Variables
Variables store values that you can use and change throughout your program.
Declaring variables
Use let to create a new variable:
let x = 5
let name = "Alice"
let found = true
let items = [1, 2, 3]
let config = {"width": 10, "height": 5}
let is required the first time — using an undeclared variable is an error. This catches typos early:
let count = 5
conut = 10 // Error: I don't know what 'conut' is — did you mean 'count'?
Constants
Use const for values that won’t change:
const PI = 3.14
const MAX_SIZE = 100
Reassigning a constant is rejected at parse time — the compiler sees that the left-hand side is an all-caps identifier and refuses:
const MAX_SIZE = 100
MAX_SIZE = 200 // Error: can't reassign a constant
Constants must be all-caps (with digits / underscores allowed). const Pi = 3.14 is rejected: the parser will suggest const PI = 3.14 instead.
Reassignment
After declaration, reassign with just =:
let score = 0
score = 10
score += 5 // score is now 15
Compound assignment operators: +=, -=, *=, /=, %=.
let x = 10
x += 3 // x = x + 3 → 13
x -= 1 // x = x - 1 → 12
x *= 2 // x = x * 2 → 24
Name shapes are checked
Bop enforces case conventions at declaration sites so intent is visible at a glance:
| Declaration | Required shape |
|---|---|
let x, fn foo(param), struct fields, match bindings, for variables, aliases | starts with lowercase or _ |
const FOO | all caps (+ digits / _) |
struct Point, enum Shape, enum variants | starts with uppercase |
Mis-shaped declarations parse-error with a suggestion:
let Count = 5 // Error: names bound by `let` start with a lowercase letter. Try `count`?

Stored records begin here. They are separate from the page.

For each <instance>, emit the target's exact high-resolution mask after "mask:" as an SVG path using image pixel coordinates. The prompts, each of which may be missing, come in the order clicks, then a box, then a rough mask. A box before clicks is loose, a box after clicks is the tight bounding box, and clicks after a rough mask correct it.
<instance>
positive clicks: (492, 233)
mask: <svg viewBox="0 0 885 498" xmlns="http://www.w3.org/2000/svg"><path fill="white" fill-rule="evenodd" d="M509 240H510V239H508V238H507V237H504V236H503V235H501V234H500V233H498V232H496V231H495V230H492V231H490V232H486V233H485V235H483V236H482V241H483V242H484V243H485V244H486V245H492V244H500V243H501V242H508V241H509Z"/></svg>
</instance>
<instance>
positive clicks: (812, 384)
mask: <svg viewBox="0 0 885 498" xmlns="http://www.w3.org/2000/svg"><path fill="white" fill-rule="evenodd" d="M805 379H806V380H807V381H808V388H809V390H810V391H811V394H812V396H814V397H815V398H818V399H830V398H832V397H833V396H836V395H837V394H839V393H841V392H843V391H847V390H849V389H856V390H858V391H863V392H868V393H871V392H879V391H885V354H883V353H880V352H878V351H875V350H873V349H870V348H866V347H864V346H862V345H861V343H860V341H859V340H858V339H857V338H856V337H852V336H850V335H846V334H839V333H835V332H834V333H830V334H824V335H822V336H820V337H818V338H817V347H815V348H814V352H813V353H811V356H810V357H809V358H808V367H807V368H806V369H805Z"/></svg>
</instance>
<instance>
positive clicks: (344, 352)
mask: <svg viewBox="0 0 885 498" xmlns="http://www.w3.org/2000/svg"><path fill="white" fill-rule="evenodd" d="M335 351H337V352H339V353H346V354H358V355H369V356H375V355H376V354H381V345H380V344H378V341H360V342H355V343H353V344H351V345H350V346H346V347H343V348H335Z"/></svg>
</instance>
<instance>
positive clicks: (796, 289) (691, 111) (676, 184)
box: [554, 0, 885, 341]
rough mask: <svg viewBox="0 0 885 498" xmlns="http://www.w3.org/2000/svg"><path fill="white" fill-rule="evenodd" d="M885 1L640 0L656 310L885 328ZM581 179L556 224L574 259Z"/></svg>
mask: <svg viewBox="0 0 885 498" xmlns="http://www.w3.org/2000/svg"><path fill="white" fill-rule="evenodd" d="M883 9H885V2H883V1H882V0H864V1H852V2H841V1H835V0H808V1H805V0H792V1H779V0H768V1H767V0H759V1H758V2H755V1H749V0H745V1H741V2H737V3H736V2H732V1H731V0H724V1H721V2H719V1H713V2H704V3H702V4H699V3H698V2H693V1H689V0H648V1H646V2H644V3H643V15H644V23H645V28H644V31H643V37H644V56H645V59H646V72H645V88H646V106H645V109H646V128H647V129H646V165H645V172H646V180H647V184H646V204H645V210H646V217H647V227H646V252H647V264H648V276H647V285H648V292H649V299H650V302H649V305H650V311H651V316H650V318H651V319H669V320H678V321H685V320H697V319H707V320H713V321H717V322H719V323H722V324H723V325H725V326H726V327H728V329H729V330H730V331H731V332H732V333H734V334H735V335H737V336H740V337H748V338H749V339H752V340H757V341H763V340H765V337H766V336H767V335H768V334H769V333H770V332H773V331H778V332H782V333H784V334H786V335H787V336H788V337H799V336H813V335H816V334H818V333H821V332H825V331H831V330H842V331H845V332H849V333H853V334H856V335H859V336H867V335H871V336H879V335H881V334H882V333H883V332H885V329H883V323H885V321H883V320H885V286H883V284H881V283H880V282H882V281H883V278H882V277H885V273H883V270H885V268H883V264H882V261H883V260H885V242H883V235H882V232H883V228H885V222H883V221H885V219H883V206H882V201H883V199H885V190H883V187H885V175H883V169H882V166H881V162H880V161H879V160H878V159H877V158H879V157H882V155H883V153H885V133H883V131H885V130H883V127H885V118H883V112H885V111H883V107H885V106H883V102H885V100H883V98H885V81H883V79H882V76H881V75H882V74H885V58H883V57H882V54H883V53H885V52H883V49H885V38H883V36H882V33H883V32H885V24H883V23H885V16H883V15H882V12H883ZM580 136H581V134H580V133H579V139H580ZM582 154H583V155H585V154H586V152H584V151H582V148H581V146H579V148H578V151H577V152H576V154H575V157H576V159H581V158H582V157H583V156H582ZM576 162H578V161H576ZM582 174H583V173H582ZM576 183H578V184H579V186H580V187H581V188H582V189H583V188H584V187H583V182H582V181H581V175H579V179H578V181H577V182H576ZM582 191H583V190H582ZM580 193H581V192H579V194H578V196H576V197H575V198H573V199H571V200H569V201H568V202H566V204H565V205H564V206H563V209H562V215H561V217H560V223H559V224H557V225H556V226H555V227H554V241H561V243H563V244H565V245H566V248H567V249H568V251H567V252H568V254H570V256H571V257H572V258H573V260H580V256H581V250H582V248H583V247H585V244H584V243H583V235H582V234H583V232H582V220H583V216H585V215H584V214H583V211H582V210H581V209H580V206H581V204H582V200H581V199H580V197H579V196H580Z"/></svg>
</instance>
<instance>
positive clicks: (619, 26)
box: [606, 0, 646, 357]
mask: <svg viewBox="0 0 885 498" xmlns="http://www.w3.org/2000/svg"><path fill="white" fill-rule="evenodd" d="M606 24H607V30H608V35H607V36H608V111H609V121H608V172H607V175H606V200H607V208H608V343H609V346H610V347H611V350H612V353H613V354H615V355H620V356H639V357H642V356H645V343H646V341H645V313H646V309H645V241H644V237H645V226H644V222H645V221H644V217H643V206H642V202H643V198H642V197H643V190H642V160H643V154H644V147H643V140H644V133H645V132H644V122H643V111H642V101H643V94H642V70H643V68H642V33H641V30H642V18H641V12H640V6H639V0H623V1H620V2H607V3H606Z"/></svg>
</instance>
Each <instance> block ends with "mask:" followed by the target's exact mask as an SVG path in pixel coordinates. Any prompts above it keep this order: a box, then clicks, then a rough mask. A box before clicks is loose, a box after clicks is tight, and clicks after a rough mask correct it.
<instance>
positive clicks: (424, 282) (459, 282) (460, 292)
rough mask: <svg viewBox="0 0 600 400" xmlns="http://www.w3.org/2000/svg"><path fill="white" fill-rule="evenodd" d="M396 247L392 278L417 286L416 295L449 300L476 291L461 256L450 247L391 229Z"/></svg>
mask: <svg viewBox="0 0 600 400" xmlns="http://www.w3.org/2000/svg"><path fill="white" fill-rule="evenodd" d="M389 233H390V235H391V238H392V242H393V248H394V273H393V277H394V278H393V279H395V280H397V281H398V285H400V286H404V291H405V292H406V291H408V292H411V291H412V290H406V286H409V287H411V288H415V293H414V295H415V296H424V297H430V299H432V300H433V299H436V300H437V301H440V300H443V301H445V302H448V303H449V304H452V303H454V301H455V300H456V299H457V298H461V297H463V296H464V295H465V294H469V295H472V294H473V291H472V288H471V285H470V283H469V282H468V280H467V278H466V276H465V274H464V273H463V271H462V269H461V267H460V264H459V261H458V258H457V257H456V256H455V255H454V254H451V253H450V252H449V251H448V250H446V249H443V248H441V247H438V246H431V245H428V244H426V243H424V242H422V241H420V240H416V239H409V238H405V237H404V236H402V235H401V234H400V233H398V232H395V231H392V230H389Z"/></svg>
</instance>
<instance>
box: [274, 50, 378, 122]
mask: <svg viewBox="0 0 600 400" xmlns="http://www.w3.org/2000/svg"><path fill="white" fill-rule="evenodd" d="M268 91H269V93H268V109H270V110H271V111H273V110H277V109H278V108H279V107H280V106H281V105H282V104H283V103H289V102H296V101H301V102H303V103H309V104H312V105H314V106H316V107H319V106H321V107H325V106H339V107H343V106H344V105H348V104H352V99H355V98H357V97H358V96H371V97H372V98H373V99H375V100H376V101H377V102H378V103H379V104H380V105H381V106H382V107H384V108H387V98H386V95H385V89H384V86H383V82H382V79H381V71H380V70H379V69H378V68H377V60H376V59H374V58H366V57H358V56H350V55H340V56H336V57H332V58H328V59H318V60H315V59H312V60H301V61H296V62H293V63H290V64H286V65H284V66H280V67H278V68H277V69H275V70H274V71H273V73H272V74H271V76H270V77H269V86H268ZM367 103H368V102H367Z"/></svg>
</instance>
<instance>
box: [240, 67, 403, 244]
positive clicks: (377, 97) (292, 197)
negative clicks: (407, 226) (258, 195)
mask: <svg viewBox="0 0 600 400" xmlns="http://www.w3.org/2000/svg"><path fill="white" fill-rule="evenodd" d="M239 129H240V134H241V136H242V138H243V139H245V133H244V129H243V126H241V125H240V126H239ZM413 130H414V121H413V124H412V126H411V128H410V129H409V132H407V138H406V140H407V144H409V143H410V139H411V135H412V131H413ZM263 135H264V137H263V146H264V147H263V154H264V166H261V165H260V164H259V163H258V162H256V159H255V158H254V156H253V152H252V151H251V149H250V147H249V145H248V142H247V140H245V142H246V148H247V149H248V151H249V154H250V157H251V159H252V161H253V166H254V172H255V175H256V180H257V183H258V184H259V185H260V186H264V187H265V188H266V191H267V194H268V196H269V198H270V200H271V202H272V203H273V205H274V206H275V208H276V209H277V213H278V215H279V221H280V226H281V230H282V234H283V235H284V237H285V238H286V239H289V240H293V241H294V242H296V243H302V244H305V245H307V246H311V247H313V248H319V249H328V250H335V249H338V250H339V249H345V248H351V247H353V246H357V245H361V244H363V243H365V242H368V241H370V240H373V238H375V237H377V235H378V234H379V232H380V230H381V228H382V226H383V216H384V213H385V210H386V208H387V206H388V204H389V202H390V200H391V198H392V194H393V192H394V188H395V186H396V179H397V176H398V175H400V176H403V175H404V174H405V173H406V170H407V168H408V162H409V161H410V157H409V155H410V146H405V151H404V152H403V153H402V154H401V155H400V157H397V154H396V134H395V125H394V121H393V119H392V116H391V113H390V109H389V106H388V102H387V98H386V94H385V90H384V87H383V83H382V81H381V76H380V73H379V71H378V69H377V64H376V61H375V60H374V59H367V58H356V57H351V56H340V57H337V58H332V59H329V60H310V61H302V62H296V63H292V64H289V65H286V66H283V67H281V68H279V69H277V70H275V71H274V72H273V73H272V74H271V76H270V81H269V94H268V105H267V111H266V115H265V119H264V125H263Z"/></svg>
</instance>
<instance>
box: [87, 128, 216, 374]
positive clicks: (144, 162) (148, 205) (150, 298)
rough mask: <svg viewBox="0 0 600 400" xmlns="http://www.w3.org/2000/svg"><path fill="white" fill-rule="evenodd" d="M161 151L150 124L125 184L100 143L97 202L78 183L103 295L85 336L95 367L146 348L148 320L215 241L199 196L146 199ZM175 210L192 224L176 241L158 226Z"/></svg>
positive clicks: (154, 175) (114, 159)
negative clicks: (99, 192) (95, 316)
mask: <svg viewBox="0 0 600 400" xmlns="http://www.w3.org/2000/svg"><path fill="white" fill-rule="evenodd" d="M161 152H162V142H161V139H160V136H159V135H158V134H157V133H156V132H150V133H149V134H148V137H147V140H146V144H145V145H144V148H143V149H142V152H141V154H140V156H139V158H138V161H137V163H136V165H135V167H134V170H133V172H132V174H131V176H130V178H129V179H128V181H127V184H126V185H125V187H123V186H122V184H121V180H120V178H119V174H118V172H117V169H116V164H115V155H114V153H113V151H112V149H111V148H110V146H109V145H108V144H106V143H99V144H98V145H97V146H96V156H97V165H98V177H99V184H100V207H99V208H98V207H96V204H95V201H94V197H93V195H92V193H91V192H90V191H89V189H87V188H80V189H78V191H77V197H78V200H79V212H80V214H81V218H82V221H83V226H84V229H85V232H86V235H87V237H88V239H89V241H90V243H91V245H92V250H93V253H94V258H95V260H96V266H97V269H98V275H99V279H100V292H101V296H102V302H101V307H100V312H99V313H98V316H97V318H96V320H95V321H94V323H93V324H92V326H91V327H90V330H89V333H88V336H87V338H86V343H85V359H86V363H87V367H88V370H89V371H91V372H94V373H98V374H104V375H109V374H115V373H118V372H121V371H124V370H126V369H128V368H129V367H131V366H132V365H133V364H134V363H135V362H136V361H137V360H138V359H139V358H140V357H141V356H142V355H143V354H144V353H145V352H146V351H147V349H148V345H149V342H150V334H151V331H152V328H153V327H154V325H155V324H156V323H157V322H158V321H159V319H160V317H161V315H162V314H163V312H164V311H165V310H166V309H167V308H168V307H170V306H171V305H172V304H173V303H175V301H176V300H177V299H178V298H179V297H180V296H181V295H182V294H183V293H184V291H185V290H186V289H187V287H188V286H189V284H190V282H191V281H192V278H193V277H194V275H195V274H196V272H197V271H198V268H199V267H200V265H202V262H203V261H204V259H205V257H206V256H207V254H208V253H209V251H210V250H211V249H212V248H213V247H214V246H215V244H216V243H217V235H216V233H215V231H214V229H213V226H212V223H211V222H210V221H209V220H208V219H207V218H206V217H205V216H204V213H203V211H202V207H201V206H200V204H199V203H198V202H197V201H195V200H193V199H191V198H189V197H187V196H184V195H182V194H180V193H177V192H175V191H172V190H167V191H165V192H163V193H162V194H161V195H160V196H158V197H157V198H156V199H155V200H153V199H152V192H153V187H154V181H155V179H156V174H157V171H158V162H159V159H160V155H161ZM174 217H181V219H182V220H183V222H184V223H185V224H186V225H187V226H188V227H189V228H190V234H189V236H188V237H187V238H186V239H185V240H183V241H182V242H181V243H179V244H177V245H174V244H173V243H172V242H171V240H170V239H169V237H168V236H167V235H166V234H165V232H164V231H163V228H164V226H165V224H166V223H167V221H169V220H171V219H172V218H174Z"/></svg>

const pi = 3.14 // Error: `const` names are SCREAMING_SNAKE_CASE. Try `PI`?
struct point {} // Error: type names start with an uppercase letter. Try `Point`?
A leading underscore marks a name as “private by convention.” It doesn’t change the shape check — _count is still a lowercase-starting name — but glob use imports skip names that start with _ (see Modules).
Block scoping
Variables are block-scoped — a variable declared inside { } is not visible outside:
let x = 1
if true {
let y = 2 // y only exists inside this block
print(y) // 2
}
// print(y) // Error: I don't know what 'y' is
Shadowing
You can re-declare a variable with let in an inner block. The inner variable “shadows” the outer one:
let x = 1
if true {
let x = 2 // shadows outer x
x = 3 // reassigns inner x
print(x) // 3
}
print(x) // 1 — outer x is unchanged
Copying and passing values
Every value in Bop is a copy. When you assign a variable, pass an argument to a function, or return a value, you get an independent copy — even for arrays, dicts, and structs. Changing the copy never affects the original.
Assignment copies
let a = [1, 2, 3]
let b = a // b is a separate copy
b.push(4)
print(a) // [1, 2, 3] — unchanged
print(b) // [1, 2, 3, 4]
Function arguments are copies
When you pass a value to a function, the function gets its own copy. Modifying it inside the function has no effect on the caller’s variable:
fn try_to_modify(items) {
items.push(99)
print(items) // [1, 2, 3, 99]
}
let original = [1, 2, 3]
try_to_modify(original)
print(original) // [1, 2, 3] — unchanged
To get a modified value out of a function, return it:
fn add_item(items, val) {
items.push(val)
return items
}
let original = [1, 2, 3]
original = add_item(original, 99)
print(original) // [1, 2, 3, 99]
This applies to every value type — numbers, strings, bools, arrays, dicts, structs, enum variants. Closures (Value::Fn) and modules (Value::Module) are reference-counted, so passing one of those around is cheap and the shared state is visible from both handles.
Dynamic typing
Variables can hold any type. You can even change the type of a variable by reassigning it:
let val = 42
print(val.type()) // "int"
val = "hello"
print(val.type()) // "string"
This flexibility is useful but can be surprising — the error only surfaces when some later operation expects the original type. Case conventions help: a count-like variable holding a string usually means the wrong thing landed in it upstream.